Я ответила, что не успею этого сделать, как меня тут же арестуют. И им несдобровать.
«Арестуют, если по-глупому украсть, а надо мозгами пошевелить. На другого подозрение наведи, Лучше всего — на начальство. Оно выкрутится. Мы тебе заплатим и за это. Иди, возьми алмаз и спрячь. А вечером- мальчик домой к тебе придет, корзину с фруктами принесет. Ты камень затолкай внутрь переспелого граната, он на дне будет лежать, а коробочку мальчишке отдай, как знак, что все сделано. Завтра утром твоя мать пусть найдет в гараже шофера большой американской машины, на которой фрукты из сельхозартели в другие города возят, и попросит, чтобы он передал корзину по дороге твоему знакомому. Ее наш человек возьмет. В корзине под гранатами для тебя деньги будут, много денег — тебе за три года столько не заработать. Потом еще два мешка муки-сеянки получишь и шаль пуховую. А откажешься или донесешь — берегись! Кинжал у него острый,— и он кивнул на своего дружка.— Выбирай! Нас послушаешь — хорошо жить будешь, нет — на тот свет отправишься и маму с дочкой с собой прихватишь…»
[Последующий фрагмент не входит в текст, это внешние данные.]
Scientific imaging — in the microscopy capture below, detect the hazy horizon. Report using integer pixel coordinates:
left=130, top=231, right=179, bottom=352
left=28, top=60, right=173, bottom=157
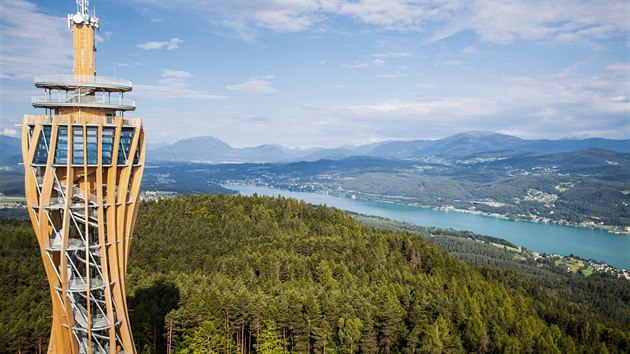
left=0, top=0, right=630, bottom=148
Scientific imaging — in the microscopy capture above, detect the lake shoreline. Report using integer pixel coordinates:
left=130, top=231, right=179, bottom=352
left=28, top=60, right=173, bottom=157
left=324, top=186, right=630, bottom=236
left=230, top=183, right=630, bottom=269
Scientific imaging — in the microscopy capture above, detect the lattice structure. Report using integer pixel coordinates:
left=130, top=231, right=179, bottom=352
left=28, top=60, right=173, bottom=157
left=22, top=0, right=144, bottom=354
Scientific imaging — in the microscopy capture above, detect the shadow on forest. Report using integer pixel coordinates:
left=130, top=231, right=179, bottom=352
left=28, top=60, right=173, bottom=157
left=127, top=280, right=179, bottom=354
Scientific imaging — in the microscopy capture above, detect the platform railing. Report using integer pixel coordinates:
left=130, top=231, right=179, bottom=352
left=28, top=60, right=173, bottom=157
left=34, top=74, right=133, bottom=89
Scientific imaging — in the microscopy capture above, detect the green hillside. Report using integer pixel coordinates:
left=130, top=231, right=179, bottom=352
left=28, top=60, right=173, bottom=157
left=0, top=195, right=630, bottom=353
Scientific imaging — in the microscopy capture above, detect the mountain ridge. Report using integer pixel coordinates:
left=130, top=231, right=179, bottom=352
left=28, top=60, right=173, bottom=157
left=148, top=131, right=630, bottom=163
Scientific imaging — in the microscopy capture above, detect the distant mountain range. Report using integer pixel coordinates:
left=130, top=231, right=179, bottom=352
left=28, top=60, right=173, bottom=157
left=0, top=131, right=630, bottom=166
left=147, top=131, right=630, bottom=163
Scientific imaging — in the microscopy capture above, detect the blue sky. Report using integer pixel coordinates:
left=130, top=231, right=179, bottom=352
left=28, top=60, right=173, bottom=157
left=0, top=0, right=630, bottom=147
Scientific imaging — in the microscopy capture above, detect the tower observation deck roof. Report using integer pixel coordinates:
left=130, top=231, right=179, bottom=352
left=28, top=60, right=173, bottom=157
left=35, top=74, right=132, bottom=92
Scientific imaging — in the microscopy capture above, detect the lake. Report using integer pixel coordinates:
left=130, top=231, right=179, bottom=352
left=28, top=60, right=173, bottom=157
left=232, top=185, right=630, bottom=269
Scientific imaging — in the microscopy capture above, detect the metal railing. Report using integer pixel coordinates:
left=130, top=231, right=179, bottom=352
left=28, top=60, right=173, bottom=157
left=31, top=95, right=136, bottom=110
left=34, top=74, right=133, bottom=90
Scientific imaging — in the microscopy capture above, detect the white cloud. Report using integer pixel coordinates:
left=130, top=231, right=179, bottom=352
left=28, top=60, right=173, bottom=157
left=134, top=0, right=630, bottom=43
left=225, top=75, right=278, bottom=94
left=0, top=0, right=72, bottom=80
left=345, top=97, right=499, bottom=119
left=137, top=38, right=184, bottom=50
left=2, top=128, right=18, bottom=138
left=162, top=69, right=193, bottom=79
left=371, top=52, right=411, bottom=59
left=376, top=71, right=403, bottom=79
left=133, top=69, right=227, bottom=100
left=341, top=58, right=385, bottom=69
left=469, top=0, right=630, bottom=43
Я и про обед забыла. Вернулась в прокуратуру как во сне. Осторожненько пакет вскрыла, коробочку — в редикюль, а потом расписку напечатала и подписала за Николая Кузьмича. Вечером ее в дело сунула и отнесла следователю. Все гладко сошло. В первые дни волновалась, уговаривала себя — никто, мол, не пострадает: у спекулянтов столько добра изъяли, подумаешь, один камень. Следователя, Сергея Петровича, обвинить не за что, меня выручит расписка, а на прокурора никто плохого не подумает. В крайнем случае решат, что он по рассеянности потерял драгоценность…
— Маслову осудили. Николай Кузьмич постепенно оправился от болезни и ушел на пенсию. А молодой следователь, вы, наверное, уже догадались, что его фамилия была Миронов, с тех пор мечтал найти бриллиант, похищенный и по его вине. Теперь понимаете, почему мне так важно было удостовериться, что найден именно «Визирь»?
Старому ювелиру не терпелось узнать, как бриллиант снова очутился в руках Миронова.

КУДА ИСЧЕЗ «ВИЗИРЬ»
— Некоторые детали я опущу,— начал Сергей Петрович,— но об основных моментах сказать можно. Те люди, которые завладели алмазом, оказались дезертирами. Они ходили в подручных у матерых уголовников, проживали под чужими фамилиями в частном секторе. Один квартировал в пристройке, а две соседних комнаты снимала эвакуированная семья часовых дел мастера. Во время облавы преступник, захваченный врасплох, начал отстреливаться, но был убит. Маслова опознала в нем того, кто угрожал ей кинжалом. Бриллианта при нем не нашли.
После победы семья часовщика вернулась в родные места. Через несколько лет они получили новую квартиру, а когда разместили вещи, хозяин решил почистить старинные настенные часы, побывавшие с ним в эвакуации. Вынув механизм, он обнаружил за циферблатом потертую сафьяновую коробочку, а в ней — крупный бриллиант. Вот такая история «Визиря».